“You shall not eat any flesh with the blood in it. You shall not interpret omens or tell fortunes. You shall not round off the hair on your temples or mar the edges of your beard. You shall not make any cuts on your body for the dead or tattoo yourselves: I am the LORD. Do not profane your daughter by making her a prostitute, lest the land fall into prostitution and the land become full of depravity. You shall keep my Sabbaths and reverence my sanctuary: I am the LORD. Do not turn to mediums or necromancers; do not seek them out, and so make yourselves unclean by them: I am the LORD your God. You shall stand up before the grey head and honour the face of an old man, and you shall fear your God: I am the LORD. When a stranger sojourns with you in your land, you shall not do him wrong. You shall treat the stranger who sojourns with you as the native among you, and you shall love him as yourself, for you were strangers in the land of Egypt: I am the LORD your God. You shall do no wrong in judgment, in measures of length or weight or quantity. You shall have just balances, just weights, a just ephah, and a just hin: I am the LORD your God, who brought you out of the land of Egypt. And you shall observe all my statutes and all my rules, and do them: I am the LORD.” Leviticus 19. 26-37.
Yes, I know … what a long and strange reading for a morning meditation! And I must confess I very nearly abandoned it and tried for another “random” reading. But then I began to have thoughts about it that are perhaps worth recording.
I began to think of how selective I am in my use of Scripture. If, for instance, I want to encourage people to be welcoming to asylum seekers and refugees, I will happily quote the bit above that says we must love the strangers in our midst and treat them as belonging to us, yet I do not dream of telling my male friends that we should all have long, untrimmed beards and side-ringlets … though that injunction is found in the same passage of Scripture as the injunction about the treatment of strangers. Likewise I will be quick to warn anyone who is thinking of going to a spiritualist that God forbids the use of mediums while not even thinking of telling the young people I know that God forbids them to have tattoos.
The fact is, of course, that all these laws and injunctions are part of the Mosaic covenant. They are the small print of the contract between God and the Israelites that was entered into at Mount Sinai in approximately 1300 BC and, unless I am party to that contract, they are not binding on me at all … and the same goes for anyone to whom I quote these scriptures. The most I ought to say to someone who, for instance, is thinking of going to see a spiritualist is, “I don’t think that’s a good idea. God specifically commanded the Jews not to consult mediums and I’m pretty sure that if you were to ask him he’d tell you to leave them well alone too.”
The trouble is that because Paul tells Timothy: “All Scripture is breathed out by God and profitable for teaching, for reproof, for correction, and for training in righteousness” (2 Timothy 3.16), I can imagine he has given me the right to use anything I can find in Scripture to bolster up my arguments or press home my points, irrespective of the context of the text I’m quoting. Well, he hasn’t, and I do God no service by treating Scripture in that way.

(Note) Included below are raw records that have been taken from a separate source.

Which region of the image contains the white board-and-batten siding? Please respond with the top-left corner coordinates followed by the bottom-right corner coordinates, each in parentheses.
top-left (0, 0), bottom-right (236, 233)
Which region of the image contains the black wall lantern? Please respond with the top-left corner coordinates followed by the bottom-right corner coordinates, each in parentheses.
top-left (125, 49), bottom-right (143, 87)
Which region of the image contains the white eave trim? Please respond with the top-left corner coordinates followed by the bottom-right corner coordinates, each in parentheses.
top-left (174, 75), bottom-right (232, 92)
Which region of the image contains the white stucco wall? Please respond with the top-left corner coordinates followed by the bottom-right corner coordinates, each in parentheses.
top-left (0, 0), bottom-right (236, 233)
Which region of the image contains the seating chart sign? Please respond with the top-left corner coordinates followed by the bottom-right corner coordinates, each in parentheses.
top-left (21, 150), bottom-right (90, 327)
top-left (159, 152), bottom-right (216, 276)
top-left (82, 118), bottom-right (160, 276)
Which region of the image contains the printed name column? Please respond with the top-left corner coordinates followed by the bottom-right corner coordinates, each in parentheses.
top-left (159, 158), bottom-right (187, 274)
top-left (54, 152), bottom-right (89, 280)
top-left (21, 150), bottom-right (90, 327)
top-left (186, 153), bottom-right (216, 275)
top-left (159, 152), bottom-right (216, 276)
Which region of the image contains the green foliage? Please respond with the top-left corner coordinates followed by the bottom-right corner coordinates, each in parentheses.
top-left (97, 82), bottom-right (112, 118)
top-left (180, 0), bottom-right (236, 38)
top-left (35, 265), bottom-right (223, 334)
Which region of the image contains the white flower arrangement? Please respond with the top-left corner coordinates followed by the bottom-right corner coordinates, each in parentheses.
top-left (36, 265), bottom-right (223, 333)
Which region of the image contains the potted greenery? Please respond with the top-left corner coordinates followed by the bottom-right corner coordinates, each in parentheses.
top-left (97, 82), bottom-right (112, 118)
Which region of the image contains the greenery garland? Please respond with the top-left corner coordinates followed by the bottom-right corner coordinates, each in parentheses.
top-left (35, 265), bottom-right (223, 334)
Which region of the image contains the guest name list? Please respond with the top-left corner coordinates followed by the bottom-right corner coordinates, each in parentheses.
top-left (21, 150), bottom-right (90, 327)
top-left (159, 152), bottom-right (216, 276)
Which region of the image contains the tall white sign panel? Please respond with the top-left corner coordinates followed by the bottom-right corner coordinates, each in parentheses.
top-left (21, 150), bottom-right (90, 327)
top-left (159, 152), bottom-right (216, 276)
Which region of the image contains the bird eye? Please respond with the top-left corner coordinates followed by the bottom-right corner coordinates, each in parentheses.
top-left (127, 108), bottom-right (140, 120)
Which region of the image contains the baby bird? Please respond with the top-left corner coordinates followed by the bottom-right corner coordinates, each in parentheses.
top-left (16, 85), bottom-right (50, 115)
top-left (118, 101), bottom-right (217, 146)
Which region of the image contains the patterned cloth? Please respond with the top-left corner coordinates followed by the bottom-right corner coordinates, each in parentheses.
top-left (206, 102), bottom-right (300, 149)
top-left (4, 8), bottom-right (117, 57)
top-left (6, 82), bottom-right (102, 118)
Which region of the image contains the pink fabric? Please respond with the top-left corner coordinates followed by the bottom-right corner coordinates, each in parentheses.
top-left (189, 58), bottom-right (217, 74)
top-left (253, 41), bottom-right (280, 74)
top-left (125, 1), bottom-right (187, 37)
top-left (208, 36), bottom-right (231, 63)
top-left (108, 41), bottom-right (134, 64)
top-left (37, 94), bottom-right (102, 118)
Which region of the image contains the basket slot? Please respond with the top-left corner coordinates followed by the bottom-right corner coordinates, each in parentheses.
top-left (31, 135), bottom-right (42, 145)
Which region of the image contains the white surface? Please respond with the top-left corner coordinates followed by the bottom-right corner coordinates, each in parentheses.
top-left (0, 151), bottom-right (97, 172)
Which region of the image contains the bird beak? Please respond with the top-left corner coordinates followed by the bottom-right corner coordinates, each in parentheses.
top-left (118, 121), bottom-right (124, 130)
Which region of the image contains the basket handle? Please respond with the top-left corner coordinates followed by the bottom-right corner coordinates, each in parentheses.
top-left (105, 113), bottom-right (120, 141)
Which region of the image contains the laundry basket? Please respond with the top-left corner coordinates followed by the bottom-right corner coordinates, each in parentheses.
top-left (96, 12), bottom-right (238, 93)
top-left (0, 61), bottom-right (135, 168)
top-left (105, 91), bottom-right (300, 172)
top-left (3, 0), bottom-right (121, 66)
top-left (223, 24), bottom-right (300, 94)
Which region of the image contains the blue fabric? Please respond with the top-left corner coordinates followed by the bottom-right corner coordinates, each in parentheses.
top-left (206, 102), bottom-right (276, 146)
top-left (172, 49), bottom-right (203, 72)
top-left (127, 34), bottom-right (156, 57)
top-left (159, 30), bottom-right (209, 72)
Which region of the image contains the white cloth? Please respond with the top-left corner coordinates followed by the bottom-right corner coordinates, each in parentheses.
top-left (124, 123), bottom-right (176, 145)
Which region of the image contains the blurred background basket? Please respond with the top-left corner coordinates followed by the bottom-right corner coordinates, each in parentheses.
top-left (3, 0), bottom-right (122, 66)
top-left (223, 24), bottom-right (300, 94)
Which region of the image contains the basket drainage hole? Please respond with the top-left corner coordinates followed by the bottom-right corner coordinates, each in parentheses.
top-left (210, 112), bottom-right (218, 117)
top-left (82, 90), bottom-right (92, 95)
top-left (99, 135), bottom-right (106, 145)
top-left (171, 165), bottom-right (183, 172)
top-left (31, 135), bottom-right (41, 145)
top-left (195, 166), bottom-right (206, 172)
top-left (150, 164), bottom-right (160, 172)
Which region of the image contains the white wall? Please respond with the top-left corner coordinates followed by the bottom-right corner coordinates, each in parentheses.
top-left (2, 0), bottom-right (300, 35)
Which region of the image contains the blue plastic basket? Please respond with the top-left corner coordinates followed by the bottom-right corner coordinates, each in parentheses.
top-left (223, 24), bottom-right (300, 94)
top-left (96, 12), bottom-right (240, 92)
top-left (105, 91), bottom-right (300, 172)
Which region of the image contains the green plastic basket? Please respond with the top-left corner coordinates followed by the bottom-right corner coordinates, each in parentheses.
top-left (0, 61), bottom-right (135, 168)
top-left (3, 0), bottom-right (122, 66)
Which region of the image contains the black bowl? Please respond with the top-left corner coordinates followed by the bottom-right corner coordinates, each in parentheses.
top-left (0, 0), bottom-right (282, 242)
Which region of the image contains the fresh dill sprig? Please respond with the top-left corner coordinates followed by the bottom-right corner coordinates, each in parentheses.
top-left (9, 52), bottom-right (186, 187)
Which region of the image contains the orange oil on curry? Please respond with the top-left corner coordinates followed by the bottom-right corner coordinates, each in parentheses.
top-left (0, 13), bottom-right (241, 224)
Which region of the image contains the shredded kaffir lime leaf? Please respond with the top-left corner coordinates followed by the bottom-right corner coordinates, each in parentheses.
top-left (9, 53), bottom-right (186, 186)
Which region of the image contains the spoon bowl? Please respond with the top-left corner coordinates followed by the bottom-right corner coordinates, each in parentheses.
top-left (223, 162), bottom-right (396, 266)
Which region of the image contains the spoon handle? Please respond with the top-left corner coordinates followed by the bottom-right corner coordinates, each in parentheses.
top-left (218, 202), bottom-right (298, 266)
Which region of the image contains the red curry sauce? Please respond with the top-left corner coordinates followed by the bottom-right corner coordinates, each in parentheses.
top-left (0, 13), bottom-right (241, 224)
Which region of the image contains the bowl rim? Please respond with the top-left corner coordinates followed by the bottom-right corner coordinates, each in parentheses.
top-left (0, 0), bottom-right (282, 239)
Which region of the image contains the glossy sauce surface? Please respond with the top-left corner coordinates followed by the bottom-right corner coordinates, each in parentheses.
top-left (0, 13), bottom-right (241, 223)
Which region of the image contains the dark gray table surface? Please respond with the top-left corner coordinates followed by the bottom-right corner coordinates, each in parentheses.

And now I find I have come under some conviction, for as I write this I see that, if it is wrong to take Scriptural “commands” out of context, it must be just as wrong to take Scriptural “blessings” out of context and apply them to myself or others … and that is something I have often been inclined to do. Instead of telling someone in distress: “God says, ‘For I know the plans I have for you, declares the LORD, plans for welfare and not for evil, to give you a future and a hope,'” I need to tell them, “When God’s people were going into exile, he told them not to despair. He said, ‘For I know the plans I have for you … plans for welfare and not for evil, to give you a future and a hope,’ and I believe he has a plan for your life too and will give you a future and a hope if you turn to him.”
God is a god of truth and integrity and honesty, and it has become apparent to me this morning that my use of Scripture has sometimes been less than honest and not always of God. And all this points to one of the dangers of simply learning by heart a set of “proof” texts that can be fired like bullets whenever occasion demands. To be honest to a text and to use it with integrity I need to know its context also and the limitations of its scope; and that was surely what Paul meant when he talked to Timothy about “rightly handling the word of truth” (2 Timothy 2.15).